Data center emissions are expected to double over the same period, potentially accounting for a full percent of all global greenhouse gas output. In Europe alone, the energy demand from AI infrastructure is projected to hit two hundred terawatt-hours annually. The infrastructure required to meet this demand does not exist yet. Building it requires new power generation, new transmission lines, new cooling systems drawing millions of gallons of water daily. In some regions, the queue for a new grid connection is now seven years long.
None of this complexity appears on the pricing of a ChatGPT subscription or a Gemini API call.

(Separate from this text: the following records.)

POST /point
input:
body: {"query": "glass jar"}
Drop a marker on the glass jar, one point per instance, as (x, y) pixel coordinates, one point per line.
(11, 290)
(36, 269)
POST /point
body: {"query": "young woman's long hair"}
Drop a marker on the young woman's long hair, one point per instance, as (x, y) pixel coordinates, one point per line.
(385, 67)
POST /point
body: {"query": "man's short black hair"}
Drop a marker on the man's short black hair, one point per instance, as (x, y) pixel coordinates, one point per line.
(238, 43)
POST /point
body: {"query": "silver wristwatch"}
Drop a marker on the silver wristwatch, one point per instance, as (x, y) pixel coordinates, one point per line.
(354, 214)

As Arthur D. Little's Albert Meige put it: "AI feels cheap today because its real economic and environmental costs are essentially hidden."
How an Electricity Bill Absorbs a Data Center
The mechanism is not complicated. When a hyperscale data center connects to a regional grid, the utility company must upgrade substations, transmission lines, and backup generation capacity to accommodate the new load. These infrastructure upgrades are financed through utility rate structures. The cost is then distributed across the entire customer base: residential households, small businesses, schools, hospitals, through a line item on their monthly bills.
The data center negotiates its own rate, often at a substantial discount secured through long-term contracts and political leverage. The infrastructure built to serve it is co-financed by everyone else. It is not the data center that pays for the grid upgrade that made it possible. It is the retired teacher two towns over who does not own a smartphone.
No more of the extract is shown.